We have carefully considered this record. Upon examination of the X-ray exhibit we find that it shows no bone pathology and the testimony of this claimant must be considered as subjective, and her complaints are not supported by the medical testimony offered on behalf of the respondent. Claims under the Workmen’s Compensation Act must be proven by a preponderance of the evidence. Section 8, Paragraph (i-3) of the Act provides:

“That all compensation payments named and provided for in paragraphs (b), (c), (d), (e), and (f) of this section, shall mean and be *24defined to be for injuries and only such injuries as are proven by competent evidence, of which there are or have been objective conditions or symptoms proven, not within the physical or mental control of the injured employee himself.”

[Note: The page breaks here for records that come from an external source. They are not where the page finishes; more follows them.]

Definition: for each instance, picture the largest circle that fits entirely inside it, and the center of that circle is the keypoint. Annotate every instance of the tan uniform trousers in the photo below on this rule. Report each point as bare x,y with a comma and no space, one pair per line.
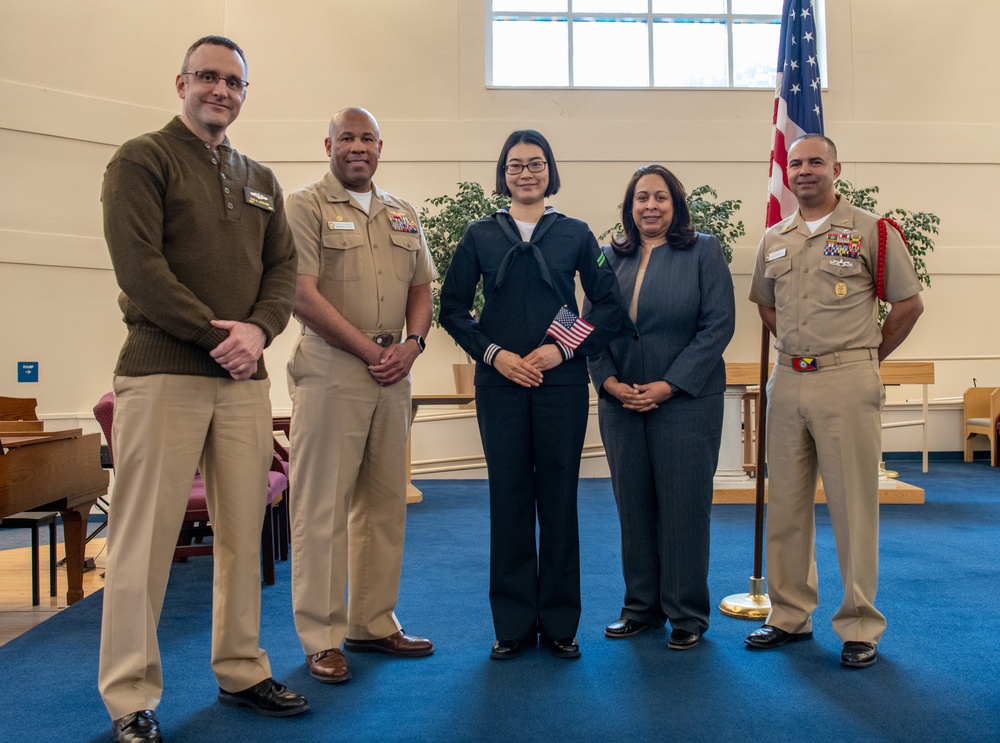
165,427
827,423
348,496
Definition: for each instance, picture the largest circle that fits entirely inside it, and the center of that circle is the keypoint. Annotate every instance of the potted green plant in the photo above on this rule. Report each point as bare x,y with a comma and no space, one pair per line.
918,228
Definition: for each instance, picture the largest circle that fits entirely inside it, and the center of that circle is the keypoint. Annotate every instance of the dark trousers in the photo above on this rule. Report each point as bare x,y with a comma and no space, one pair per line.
662,464
533,439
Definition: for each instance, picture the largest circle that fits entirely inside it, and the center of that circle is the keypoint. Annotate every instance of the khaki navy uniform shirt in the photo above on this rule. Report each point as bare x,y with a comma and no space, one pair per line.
822,284
365,263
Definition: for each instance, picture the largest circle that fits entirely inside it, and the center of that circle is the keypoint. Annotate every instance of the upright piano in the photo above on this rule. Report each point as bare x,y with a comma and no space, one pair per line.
51,471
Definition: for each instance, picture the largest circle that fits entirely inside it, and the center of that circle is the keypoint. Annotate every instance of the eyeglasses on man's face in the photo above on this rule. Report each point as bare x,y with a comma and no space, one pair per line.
211,79
535,166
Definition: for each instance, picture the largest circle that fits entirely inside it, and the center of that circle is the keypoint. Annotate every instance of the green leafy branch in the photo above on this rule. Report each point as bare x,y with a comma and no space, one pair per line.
444,229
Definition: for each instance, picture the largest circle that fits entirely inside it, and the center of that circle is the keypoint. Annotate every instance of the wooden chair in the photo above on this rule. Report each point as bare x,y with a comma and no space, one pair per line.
196,526
981,411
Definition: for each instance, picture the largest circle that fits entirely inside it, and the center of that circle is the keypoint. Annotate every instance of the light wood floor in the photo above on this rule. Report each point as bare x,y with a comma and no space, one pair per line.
17,615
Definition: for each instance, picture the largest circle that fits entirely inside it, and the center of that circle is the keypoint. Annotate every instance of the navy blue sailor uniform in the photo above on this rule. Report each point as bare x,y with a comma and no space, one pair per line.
532,437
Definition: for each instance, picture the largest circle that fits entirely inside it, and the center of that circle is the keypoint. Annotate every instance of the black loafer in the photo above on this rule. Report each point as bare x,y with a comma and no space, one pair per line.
769,636
268,698
858,654
625,628
566,647
137,726
682,640
506,649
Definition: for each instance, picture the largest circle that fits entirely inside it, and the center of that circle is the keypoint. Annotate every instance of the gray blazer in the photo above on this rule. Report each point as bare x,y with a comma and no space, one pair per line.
685,319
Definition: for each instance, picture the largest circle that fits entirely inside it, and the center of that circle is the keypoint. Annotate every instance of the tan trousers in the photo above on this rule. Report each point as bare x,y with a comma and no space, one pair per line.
348,496
165,427
825,423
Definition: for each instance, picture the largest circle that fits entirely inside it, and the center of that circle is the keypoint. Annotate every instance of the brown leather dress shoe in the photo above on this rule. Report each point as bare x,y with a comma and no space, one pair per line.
400,644
137,726
328,666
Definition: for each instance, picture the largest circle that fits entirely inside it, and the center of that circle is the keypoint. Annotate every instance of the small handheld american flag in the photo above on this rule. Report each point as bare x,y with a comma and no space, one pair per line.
569,329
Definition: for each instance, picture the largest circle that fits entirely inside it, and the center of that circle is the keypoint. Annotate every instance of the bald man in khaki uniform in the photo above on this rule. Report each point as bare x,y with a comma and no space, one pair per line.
364,275
815,285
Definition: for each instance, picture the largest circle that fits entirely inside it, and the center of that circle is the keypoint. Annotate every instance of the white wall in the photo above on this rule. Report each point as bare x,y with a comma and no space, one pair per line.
913,103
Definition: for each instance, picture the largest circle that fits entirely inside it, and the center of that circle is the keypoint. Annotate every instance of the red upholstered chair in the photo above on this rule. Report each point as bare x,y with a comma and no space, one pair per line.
282,516
197,526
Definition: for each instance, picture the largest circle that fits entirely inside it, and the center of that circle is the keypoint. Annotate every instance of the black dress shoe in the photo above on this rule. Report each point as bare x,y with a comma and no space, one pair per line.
858,654
625,628
682,640
137,726
566,647
506,649
268,698
768,636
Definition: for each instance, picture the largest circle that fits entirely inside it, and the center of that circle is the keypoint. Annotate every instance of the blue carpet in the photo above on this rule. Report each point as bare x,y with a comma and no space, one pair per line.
935,680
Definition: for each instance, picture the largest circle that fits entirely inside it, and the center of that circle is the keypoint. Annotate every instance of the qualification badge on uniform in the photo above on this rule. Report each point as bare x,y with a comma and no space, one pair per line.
842,243
401,222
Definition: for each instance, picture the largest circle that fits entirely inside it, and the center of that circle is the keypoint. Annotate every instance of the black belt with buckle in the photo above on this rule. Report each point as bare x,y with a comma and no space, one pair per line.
804,363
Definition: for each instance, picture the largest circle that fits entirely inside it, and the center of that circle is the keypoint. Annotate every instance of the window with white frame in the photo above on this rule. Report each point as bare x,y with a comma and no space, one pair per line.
635,43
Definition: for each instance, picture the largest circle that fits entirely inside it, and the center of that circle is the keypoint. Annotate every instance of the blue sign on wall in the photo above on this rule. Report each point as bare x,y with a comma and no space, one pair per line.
27,371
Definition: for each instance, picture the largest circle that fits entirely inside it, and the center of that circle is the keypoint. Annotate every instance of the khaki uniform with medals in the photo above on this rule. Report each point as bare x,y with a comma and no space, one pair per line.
348,433
825,399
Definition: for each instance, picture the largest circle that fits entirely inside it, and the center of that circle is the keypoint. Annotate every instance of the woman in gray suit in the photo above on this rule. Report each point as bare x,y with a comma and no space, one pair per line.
660,388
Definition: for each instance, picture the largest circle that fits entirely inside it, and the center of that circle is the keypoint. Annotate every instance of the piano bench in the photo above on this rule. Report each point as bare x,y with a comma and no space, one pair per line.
34,520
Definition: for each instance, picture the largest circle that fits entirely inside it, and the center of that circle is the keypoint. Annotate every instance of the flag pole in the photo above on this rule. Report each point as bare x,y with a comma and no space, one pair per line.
755,604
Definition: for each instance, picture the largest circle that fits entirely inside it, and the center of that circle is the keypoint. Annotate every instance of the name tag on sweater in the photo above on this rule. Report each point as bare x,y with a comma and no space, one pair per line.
260,200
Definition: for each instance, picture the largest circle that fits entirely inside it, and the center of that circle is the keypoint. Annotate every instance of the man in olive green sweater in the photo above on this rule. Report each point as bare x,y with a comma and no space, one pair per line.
206,264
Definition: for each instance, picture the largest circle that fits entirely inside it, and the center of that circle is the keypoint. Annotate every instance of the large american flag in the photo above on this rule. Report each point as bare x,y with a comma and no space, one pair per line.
569,329
797,106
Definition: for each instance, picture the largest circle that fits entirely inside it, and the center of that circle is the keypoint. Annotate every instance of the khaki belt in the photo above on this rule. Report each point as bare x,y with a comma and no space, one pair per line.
815,363
384,338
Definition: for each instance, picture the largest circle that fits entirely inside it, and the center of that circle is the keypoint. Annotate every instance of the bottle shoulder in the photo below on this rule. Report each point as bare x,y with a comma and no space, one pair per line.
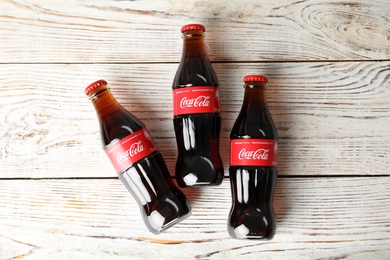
118,125
254,124
195,71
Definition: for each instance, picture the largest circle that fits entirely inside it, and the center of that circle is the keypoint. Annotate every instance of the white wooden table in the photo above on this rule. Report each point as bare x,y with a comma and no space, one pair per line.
328,63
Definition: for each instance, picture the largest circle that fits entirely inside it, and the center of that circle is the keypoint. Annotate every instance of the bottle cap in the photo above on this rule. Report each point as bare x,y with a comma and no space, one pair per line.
95,85
255,78
189,27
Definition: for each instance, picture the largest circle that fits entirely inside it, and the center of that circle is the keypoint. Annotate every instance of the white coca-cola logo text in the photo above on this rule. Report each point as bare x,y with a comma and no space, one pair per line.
259,154
133,150
201,101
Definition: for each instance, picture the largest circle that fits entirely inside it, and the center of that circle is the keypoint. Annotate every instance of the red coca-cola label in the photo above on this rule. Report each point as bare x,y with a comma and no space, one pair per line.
253,152
125,152
195,100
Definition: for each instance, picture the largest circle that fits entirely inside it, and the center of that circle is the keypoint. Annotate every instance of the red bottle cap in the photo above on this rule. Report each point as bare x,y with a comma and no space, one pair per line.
255,78
189,27
95,85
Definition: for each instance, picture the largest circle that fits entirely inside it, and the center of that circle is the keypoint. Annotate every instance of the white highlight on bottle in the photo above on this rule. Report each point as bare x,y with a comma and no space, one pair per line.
190,179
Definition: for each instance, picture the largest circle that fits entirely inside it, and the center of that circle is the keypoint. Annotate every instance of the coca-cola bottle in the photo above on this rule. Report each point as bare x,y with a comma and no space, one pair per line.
253,165
137,161
197,119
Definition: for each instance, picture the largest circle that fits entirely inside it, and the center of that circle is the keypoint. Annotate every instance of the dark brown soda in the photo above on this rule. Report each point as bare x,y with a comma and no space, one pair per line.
197,135
161,203
252,215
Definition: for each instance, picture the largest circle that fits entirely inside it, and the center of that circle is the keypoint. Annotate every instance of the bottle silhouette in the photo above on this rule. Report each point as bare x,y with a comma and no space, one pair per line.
253,165
197,119
139,164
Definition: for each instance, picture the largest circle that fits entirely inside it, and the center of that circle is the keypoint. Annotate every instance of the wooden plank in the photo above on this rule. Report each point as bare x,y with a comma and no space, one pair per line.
139,31
330,218
332,118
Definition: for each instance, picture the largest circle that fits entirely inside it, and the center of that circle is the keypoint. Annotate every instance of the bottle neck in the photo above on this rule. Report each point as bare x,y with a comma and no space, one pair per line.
255,94
103,101
194,44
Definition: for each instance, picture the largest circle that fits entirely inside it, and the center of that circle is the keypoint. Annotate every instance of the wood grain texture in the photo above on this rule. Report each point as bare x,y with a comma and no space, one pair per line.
327,218
332,118
149,31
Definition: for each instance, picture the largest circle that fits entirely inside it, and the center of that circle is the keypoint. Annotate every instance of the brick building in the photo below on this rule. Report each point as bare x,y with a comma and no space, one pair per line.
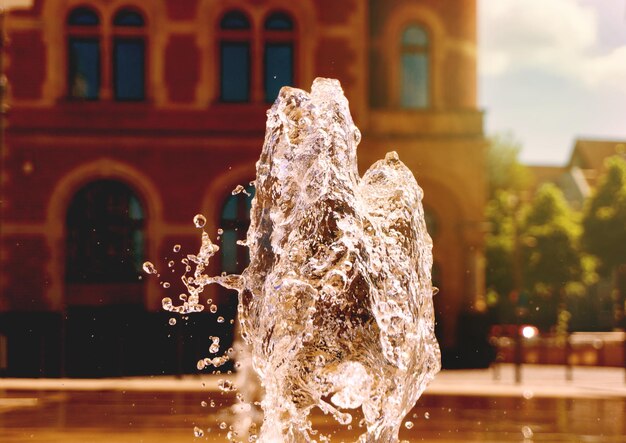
129,117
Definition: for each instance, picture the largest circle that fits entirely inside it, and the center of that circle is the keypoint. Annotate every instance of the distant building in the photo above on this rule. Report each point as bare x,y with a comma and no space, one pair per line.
579,176
129,117
577,180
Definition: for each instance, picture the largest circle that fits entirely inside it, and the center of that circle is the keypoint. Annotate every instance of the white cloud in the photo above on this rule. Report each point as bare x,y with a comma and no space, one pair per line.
559,37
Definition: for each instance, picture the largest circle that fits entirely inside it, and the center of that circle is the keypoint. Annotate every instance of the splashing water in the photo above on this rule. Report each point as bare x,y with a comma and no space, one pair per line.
336,304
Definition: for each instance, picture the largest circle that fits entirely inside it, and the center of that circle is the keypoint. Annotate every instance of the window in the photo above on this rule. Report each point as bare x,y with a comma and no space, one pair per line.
279,54
415,68
105,239
128,56
90,77
235,221
83,54
235,57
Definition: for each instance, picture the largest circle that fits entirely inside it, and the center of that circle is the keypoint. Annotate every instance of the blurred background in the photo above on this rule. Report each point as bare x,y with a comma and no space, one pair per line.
121,120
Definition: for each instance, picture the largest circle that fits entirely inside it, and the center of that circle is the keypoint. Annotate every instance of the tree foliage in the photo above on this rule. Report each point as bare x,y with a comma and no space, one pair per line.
604,226
504,171
552,257
604,222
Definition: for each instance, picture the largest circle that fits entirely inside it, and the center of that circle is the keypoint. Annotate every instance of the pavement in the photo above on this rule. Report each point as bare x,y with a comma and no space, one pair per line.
538,381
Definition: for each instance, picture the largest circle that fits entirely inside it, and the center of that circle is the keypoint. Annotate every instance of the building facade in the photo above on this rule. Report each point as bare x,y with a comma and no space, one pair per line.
129,117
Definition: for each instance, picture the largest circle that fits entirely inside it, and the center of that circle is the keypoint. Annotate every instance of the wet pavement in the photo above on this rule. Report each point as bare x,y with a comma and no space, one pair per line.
591,409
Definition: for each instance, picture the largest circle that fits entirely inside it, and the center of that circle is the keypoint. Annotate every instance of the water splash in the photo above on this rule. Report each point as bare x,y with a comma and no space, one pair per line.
336,304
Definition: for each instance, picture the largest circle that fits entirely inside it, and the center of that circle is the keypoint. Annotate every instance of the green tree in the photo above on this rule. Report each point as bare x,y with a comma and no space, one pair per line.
507,180
504,171
553,263
604,228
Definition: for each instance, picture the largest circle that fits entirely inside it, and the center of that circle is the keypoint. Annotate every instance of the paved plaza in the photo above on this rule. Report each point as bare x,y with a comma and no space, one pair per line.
459,406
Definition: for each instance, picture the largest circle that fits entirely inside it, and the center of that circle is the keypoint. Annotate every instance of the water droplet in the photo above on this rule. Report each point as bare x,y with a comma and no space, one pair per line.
527,432
225,385
149,268
199,220
167,303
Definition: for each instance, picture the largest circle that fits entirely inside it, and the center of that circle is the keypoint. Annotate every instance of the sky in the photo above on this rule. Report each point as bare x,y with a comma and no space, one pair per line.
552,71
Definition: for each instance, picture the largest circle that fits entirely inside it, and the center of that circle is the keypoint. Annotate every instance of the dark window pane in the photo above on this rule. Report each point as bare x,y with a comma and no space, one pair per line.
84,68
129,69
235,221
128,17
414,80
235,72
105,240
234,20
278,68
279,22
229,251
83,17
415,36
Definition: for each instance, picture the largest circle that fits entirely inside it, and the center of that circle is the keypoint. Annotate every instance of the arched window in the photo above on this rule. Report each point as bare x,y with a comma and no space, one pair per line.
128,55
234,222
235,57
279,54
83,27
105,240
415,68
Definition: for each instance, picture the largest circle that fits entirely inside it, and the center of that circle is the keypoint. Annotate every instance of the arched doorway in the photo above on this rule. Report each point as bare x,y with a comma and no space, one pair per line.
105,245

This Court has consistently followed this section of the Act in claims which have been brought before it. Peck vs. State, 10 C. C. R. 56; Wasson vs. State, 10 C. C. R. 57; Musick vs. State, 13 C. C. R. 34; Nichols vs. State, 13 C. C. R. 80.

The evidence in this record does not support her claim of permanent partial disability to her right hand. The claimant having failed to prove her claim, an award is therefore denied in complaint No. 3885 and in complaint No. 3886.